Recap

Last week we started looking at regression models. We assume we have data with pairs \((x_i, y_i)\), and a model \(y_i = \beta_0 + \beta_1 x_i + \varepsilon_i\), with \(\varepsilon_i \sim N(0,\sigma^2)\).

We found that we can fit this model by maximum likelihood, getting

\[ \begin{align} \hat{\beta}_0 &=\bar{y} - \beta_1 \bar{x} \\ \hat{\beta}_1&=\frac{Cov(X,Y)}{Var(X)} = \frac{\sum_{i=1}^nx_iy_i - \bar{x} \bar{y}}{\sum_{i=1}^nx_i^2 - n \bar{x}^2}\\ \hat{\sigma}^2&=\frac{1}{n}{\sum_{i=1}^n(y_i - \hat{\beta}_0-\hat{\beta}_1 x_i)^2} \end{align} \] We found that \(\hat{\beta}_0\) and \(\hat{\beta}_1\) were both normally distributed (Theorem 11.3.2):

\[ \begin{align} \hat{\beta}_0 &\sim N \left(\bar{y} - \beta_1 \bar{x}, \sigma^2 \left[\frac{1}{n} + \frac{\bar{x}^2}{\sum_{i=1}^n(x_i - \bar{x})^2} \right] \right)\\ \hat{\beta}_ 1 &\sim N \left(\frac{\sum_{i=1}^nx_iy_i - \bar{x} \bar{y}}{\sum_{i=1}^nx_i^2 - n \bar{x}^2},\frac{\sigma^2}{\sum_{i=1}^n(x_i - \bar{x})^2}\right) \\ n \frac{s^2}{\sigma^2} &\sim \chi^2_{n-2} \end{align} \]

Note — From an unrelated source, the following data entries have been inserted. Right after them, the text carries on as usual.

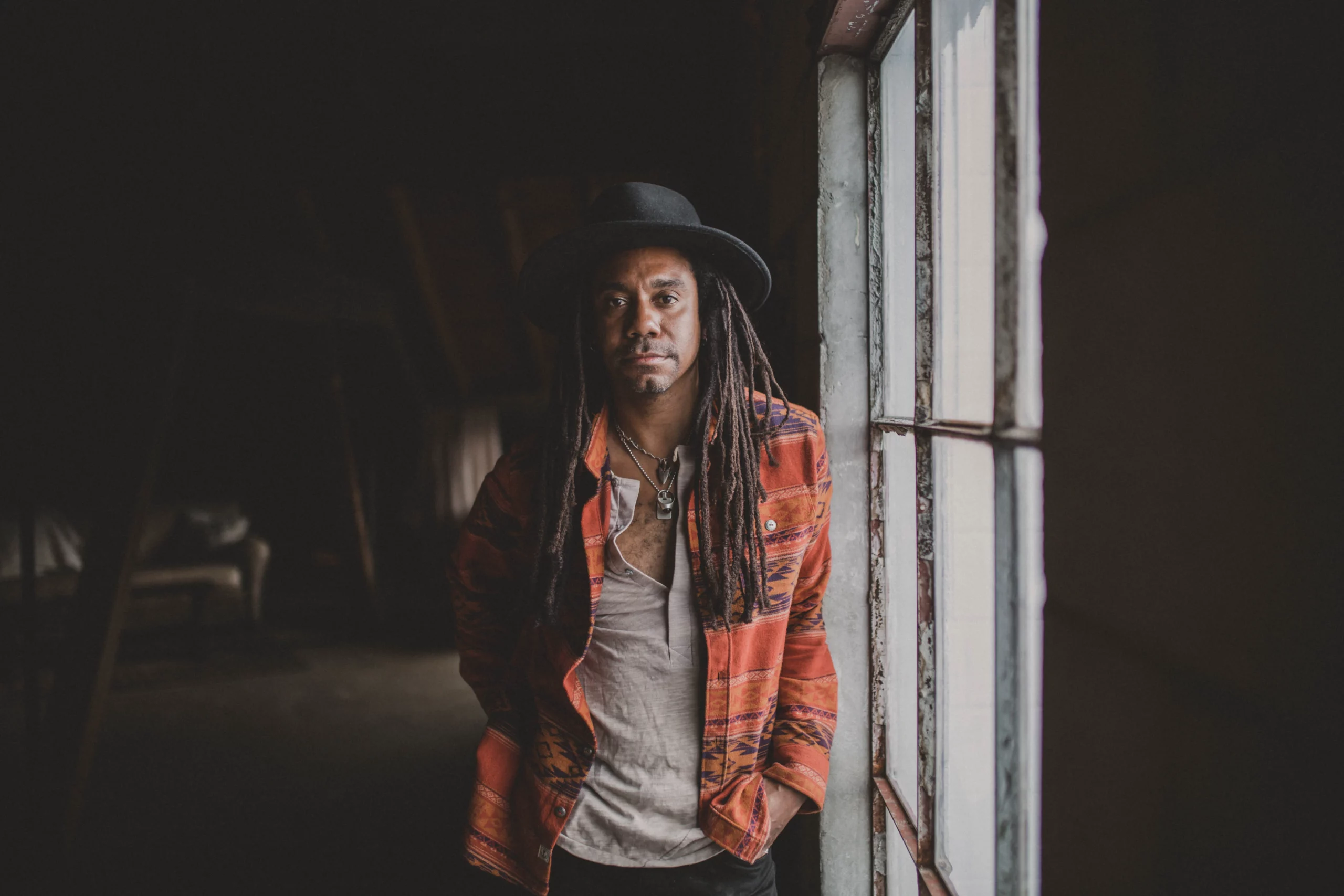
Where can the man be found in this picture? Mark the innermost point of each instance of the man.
(639, 590)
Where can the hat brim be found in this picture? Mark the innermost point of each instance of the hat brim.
(555, 263)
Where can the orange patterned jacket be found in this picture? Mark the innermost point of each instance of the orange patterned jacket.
(771, 687)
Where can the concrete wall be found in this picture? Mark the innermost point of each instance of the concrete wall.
(1191, 301)
(843, 288)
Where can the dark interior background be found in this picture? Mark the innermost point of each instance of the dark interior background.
(340, 190)
(267, 162)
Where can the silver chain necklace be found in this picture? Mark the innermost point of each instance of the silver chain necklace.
(666, 499)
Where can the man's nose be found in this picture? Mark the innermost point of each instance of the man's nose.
(644, 320)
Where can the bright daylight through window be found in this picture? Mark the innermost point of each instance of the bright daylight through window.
(958, 468)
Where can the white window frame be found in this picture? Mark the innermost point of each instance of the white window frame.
(1015, 426)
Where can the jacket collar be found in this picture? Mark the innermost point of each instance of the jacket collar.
(596, 456)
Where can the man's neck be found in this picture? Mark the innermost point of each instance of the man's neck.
(660, 421)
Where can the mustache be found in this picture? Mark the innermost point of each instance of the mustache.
(649, 347)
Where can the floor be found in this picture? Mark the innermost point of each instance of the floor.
(347, 777)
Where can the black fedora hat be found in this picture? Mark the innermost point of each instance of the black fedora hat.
(628, 217)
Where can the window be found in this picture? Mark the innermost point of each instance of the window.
(959, 582)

These are their distributions depending on the (unknown) true values of the parameters.

This module will look at how to use these results to look at data. Specifically we will see:

how to inferences about the parameters without knowing the true values
how to inferences about data (e.g. predicting new values)
how to look at if the model is good, and some ways to improve it.

First, we will look at the model is a bit more detail: this will give us some terminology, and help us develop methods to check that hte fitted model is a good one.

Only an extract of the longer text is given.